Debaters are actually remarkably good at communicating with friends and acquaintances of other personality types. Their natural tendency to argue as effectively as possible means that Debaters are accustomed to communicating in other people’s language and frame of reference, and this translates well into normal conversation. Where people with the Debater personality type do have difficulty relating to others is in emotional expression, the Achilles’ heel of all Analyst types.
Being inclined to suppress their emotions and feelings, when Debaters are faced with a friend who, figuratively or literally, needs a shoulder to cry on, they have no clue how to handle the situation. They are perfectly willing and happy to offer a series of rational, reasonable solutions to the problem at hand, as Debaters do for any situation where a problem needs to be fixed, but they are certainly not known for their sensitivity or outward affection, no matter how intuitively they may understand another’s position.
Worse is when Debater personalities try to turn these emotional situations into something they find more comfortable: a debate. Given how remarkably good Debaters are at arguing both sides of a point, they are remarkably bad at putting themselves in someone else’s shoes from an emotional standpoint. Debaters should avoid at all costs the temptation to turn a discussion about the causes of a friend’s recent breakup into competitive intellectual fodder.
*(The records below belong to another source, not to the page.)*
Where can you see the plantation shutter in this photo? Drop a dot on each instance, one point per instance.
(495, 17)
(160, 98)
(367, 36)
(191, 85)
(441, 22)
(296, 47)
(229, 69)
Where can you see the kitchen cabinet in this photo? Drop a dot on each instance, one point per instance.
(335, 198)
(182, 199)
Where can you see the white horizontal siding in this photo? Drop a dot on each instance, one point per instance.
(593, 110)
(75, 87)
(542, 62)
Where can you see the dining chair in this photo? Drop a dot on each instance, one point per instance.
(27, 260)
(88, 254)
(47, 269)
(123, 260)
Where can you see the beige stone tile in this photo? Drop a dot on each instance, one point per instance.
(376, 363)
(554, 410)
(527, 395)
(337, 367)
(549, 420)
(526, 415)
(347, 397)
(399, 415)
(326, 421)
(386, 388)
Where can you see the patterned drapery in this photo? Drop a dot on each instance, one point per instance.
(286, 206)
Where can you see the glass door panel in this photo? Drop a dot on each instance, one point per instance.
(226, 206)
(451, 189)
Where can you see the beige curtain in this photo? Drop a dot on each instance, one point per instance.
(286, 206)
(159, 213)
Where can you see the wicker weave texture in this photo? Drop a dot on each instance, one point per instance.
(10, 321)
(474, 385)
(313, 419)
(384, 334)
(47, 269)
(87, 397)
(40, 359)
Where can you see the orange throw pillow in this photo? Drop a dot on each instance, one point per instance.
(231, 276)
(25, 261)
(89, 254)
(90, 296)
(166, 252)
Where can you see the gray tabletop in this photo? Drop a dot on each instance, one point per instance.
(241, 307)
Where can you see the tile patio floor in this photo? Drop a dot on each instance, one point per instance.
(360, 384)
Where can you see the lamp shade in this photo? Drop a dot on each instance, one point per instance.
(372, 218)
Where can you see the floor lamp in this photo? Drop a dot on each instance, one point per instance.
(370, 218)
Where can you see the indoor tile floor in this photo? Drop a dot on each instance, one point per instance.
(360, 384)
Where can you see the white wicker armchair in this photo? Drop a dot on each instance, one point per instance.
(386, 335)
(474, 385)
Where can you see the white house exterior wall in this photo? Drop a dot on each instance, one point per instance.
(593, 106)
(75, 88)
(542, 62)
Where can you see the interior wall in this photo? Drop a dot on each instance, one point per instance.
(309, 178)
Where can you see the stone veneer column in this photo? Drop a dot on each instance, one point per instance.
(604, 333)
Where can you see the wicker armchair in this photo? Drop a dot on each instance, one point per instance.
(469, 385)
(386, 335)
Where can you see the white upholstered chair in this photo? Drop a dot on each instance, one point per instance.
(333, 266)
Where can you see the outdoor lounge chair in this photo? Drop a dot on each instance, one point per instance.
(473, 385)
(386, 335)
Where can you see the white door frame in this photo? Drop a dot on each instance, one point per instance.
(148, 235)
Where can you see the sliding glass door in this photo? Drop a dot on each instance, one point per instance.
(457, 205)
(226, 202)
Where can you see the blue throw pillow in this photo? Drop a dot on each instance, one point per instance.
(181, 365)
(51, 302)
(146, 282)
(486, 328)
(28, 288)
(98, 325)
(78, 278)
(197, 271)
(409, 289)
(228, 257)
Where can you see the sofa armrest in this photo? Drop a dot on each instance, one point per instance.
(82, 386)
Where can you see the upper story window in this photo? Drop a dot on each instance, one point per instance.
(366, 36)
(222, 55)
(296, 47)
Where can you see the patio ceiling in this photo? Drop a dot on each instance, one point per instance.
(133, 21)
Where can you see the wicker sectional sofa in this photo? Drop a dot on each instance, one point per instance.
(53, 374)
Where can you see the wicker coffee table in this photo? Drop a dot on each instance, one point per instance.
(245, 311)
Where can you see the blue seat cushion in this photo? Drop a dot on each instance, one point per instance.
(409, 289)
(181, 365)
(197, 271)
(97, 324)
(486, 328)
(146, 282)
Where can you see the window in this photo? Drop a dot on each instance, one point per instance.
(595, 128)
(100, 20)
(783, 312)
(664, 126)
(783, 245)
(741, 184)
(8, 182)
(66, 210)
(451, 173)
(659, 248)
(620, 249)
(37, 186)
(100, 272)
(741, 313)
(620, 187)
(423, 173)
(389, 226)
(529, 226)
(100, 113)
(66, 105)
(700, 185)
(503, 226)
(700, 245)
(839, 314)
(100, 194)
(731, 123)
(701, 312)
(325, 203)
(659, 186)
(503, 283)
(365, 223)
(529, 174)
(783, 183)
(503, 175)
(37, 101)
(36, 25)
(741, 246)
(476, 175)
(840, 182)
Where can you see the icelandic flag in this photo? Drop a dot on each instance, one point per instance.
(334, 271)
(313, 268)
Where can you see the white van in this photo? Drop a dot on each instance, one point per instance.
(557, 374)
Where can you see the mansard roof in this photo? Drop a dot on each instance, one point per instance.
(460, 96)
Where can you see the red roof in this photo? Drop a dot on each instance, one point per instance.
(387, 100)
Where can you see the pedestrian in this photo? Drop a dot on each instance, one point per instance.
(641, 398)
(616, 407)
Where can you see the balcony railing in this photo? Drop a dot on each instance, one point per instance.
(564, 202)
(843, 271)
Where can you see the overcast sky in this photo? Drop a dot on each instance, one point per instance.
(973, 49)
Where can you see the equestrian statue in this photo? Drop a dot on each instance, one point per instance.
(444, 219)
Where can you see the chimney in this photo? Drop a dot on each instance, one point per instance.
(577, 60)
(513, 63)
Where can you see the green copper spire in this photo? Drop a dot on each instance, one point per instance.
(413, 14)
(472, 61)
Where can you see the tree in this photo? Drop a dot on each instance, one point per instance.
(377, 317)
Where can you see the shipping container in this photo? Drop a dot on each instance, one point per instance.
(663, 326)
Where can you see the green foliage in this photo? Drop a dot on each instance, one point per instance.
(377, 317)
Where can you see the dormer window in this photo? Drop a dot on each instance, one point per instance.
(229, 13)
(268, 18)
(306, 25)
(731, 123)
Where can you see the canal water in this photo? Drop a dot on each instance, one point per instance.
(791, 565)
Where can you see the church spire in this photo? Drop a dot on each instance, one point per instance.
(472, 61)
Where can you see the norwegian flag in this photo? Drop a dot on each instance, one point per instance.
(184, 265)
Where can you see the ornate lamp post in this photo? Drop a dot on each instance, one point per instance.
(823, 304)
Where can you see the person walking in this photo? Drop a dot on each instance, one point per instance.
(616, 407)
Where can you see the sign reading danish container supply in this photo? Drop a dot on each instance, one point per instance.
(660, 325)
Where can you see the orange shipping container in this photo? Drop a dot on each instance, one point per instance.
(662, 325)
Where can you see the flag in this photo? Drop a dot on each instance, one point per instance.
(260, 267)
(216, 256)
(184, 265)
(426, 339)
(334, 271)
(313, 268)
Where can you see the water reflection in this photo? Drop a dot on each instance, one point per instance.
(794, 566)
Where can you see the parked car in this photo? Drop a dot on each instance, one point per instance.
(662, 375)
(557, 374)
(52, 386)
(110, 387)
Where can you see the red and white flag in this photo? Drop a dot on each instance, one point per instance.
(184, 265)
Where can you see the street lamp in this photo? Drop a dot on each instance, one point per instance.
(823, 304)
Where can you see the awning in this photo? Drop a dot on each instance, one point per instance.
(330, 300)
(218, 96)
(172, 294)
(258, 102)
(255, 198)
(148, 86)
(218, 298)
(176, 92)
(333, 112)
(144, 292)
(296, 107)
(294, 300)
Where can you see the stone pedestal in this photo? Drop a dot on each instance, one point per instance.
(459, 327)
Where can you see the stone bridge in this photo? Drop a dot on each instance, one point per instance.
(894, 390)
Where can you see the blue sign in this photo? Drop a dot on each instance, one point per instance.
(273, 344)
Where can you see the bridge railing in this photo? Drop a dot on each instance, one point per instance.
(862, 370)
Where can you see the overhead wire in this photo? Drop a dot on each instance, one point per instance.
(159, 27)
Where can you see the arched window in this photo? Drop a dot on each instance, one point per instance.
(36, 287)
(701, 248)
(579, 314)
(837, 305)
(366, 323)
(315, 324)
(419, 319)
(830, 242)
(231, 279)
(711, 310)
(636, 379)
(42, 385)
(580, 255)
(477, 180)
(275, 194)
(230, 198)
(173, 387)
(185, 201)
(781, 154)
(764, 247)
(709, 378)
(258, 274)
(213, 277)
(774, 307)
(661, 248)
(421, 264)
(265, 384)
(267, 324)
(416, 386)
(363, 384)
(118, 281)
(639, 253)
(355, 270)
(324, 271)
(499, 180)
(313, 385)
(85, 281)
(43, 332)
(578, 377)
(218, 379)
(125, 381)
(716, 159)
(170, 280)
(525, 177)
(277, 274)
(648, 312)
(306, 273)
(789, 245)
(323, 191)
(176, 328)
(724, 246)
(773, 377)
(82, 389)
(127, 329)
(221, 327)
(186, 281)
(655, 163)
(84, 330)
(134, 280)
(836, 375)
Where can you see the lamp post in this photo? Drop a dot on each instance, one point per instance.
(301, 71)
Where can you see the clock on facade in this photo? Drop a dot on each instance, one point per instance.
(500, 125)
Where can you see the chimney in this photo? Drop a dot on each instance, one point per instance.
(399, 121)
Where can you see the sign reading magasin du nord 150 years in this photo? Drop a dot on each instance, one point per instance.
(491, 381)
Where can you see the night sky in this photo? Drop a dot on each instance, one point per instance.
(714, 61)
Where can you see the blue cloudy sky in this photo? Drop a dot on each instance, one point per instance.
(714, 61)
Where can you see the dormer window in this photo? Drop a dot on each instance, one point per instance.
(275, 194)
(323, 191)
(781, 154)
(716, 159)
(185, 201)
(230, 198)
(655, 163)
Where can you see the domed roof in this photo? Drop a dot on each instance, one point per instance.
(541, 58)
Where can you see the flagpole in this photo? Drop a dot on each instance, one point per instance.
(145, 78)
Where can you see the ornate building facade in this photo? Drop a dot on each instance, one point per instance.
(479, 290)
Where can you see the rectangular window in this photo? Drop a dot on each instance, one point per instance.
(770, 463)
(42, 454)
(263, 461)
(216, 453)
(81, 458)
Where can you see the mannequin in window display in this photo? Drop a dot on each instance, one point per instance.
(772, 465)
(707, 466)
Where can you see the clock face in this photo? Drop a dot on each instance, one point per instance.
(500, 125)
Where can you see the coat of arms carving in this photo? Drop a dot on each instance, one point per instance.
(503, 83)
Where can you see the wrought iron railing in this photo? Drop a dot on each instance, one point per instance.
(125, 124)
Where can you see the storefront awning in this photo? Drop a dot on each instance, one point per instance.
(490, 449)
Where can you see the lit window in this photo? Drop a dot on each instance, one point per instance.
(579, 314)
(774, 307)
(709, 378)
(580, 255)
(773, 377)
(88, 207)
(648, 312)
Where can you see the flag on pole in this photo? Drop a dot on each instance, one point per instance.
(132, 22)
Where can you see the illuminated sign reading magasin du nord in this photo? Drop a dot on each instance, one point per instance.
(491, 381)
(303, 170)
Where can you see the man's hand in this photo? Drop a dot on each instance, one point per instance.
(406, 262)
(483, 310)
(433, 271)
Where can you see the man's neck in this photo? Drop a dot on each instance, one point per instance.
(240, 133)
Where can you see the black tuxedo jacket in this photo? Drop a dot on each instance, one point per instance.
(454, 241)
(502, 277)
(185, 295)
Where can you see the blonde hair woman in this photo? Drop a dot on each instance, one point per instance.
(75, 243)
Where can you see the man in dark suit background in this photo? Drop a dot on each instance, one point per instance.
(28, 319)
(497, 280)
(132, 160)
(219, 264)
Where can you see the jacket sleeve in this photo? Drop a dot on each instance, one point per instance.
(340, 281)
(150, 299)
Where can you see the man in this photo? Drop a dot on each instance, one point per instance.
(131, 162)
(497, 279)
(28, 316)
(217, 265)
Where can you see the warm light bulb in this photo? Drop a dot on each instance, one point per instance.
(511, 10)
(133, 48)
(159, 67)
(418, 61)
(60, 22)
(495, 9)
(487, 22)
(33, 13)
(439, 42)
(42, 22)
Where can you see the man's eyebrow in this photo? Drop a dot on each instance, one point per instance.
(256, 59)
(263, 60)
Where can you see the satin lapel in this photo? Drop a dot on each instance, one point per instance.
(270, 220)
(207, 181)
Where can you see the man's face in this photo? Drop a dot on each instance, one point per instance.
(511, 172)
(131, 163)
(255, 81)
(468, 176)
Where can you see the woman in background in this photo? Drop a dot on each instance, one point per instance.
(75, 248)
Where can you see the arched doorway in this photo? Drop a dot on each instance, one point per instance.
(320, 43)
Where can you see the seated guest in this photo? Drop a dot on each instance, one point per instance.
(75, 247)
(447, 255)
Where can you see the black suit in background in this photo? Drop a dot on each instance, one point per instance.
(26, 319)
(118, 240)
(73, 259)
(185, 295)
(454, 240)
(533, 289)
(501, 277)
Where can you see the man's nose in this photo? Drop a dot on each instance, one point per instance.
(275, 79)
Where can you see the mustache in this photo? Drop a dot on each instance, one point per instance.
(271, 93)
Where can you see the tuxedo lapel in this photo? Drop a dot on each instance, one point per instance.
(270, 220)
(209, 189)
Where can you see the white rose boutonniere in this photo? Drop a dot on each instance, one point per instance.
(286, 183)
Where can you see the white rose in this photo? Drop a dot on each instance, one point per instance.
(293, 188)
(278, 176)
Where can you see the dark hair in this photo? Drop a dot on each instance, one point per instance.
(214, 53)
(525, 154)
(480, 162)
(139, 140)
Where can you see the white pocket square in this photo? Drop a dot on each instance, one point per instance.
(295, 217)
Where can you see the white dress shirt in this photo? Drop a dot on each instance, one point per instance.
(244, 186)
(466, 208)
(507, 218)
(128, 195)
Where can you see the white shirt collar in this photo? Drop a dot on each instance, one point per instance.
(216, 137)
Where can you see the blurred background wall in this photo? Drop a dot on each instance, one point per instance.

So long as everyone understands not to take their words too personally, anyone who isn’t afraid to discuss new ideas – and have them converted into so much confetti – is likely to find stimulating and thought-provoking friends in Debaters. It’s not a compatibility that clicks with everyone, but Debaters don’t really care about being liked by everyone anyways. As long as they get to alternate between being the sounding board and the megaphone, Debaters and their friends are bound to enjoy each other’s company for a long, long time.